As advisors know, the coronavirus pandemic created negative consequences when it comes to retirement planning for a broad swath of clients.
Whether it was the unnecessary attrition in the labor force, pandemic-fueled declines in equity markets in 2020 that otherwise wouldn’t have been an issue or money spent on education resources due to school closures, among other factors, the health crisis was punitive for clients’ retirement efforts.
The coronavirus pandemic altered investment regimes and there’s little indication things will return to “normal.” In fact, preparing for “the new normal” – overused as that phrase may be – is essential to improving client outcomes.
Still, for as bad the pandemic’s retirement impact is, there are other retirement disruptors advisors need to be aware of. Fortunately, those issues, which are outlined below, are easy for advisors to address.
These Disruptors Can Be Defeated
A new survey from Principal Financial Group underscores the point that advisors and clients will contend with multiple retirement potholes over the coming years.
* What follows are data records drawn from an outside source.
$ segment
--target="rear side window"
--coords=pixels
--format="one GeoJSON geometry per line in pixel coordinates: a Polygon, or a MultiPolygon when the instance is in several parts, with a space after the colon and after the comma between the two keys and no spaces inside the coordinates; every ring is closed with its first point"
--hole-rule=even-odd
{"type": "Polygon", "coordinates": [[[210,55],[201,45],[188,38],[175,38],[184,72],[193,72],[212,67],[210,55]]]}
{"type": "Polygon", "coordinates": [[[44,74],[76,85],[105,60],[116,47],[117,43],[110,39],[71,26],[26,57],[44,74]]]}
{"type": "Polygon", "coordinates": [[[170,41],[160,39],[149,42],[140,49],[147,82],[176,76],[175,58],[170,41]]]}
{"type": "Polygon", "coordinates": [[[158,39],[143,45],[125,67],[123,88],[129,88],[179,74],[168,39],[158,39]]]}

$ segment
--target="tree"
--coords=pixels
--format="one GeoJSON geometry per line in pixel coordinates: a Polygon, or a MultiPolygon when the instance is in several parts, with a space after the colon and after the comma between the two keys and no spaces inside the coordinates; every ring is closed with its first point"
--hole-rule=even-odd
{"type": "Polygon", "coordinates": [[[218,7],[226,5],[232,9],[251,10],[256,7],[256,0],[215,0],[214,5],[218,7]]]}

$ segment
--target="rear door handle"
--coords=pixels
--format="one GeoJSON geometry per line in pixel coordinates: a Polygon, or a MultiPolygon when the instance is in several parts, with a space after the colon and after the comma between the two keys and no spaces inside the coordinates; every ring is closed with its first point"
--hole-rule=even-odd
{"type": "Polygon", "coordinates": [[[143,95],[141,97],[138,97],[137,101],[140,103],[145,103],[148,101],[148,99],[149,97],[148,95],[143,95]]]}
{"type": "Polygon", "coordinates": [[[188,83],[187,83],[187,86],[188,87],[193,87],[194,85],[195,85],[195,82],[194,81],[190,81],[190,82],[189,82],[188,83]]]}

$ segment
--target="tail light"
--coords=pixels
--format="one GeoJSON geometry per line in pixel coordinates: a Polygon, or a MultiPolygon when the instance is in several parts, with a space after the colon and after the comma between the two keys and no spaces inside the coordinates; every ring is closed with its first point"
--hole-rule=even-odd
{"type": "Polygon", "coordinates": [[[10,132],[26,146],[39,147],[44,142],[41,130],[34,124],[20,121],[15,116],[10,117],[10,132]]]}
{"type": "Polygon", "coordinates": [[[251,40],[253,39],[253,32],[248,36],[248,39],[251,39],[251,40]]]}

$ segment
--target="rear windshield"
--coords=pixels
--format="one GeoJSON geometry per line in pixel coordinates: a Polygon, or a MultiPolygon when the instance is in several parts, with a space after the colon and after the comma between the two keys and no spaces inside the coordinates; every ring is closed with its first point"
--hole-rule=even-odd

“An aging workforce, Generation Z, the growing demand for personalized investment advice, and financial wellness are top of mind for more than 250 plan sponsors and 200 financial professionals that responded to the Principal® Future of Retirement Survey,” according to the survey. “Each are viewed as priorities in the next 5-7 years to help address the widening retirement gap that is approaching $4 trillion in the U.S.”
Not surprisingly, an area of emphasis for advisors is catering to the various demographic and generational retirement demands in the marketplace today. Said another way, one-size-fits-all approaches won’t cut and could send clients out the door.
“More of Gen Z will enter the labor market in the next 5-7 years while the number of people aged 75 and older in the workforce is expected to grow 96.6 percent by 2030,” adds Principal. “To support an aging workforce, three out of four plan sponsors and financial professionals agree participants should have the ability to make recurring withdrawals from their employer-sponsored retirement savings as they take a phased approach to retirement.”
In what could mark good news for astute advisors already focusing on bespoke and holistic services, those traits are likely to be increasingly coveted by more clients in the years ahead.
“One growing expectation to better serve participants is an ability to provide individualized advice. More than 70% of both plan sponsors and financial professionals agreed personalized investment portfolios and managed account services will be common offerings within defined contribution plans by 2030,” observes Principal.
Focus on Financial Wellness
Not surprisingly, emphasizing broader financial wellness, which takes many forms, is paramount to advisors’ success in terms of boosting clients’ retirement outcomes.
“Financial wellness programs are also expected to emerge as an additional plan resource to further personalize the participant experience by 2030, with 85% of plan sponsors and 90% of financial professionals agreeing plan sponsors will increase the adoption of them,” as noted in the survey.
Fortunately, there are specific, easy-to-address areas for advisors to drill down on with clients.
“Outside of retirement savings programs, plan sponsors believe the top five financial wellness benefits that should be offered include helping participants establish a budget and financial plan, retirement income planning, credit card and debt counseling, healthcare planning for early retirees, and investment education,” concludes the Future of Retirement Survey.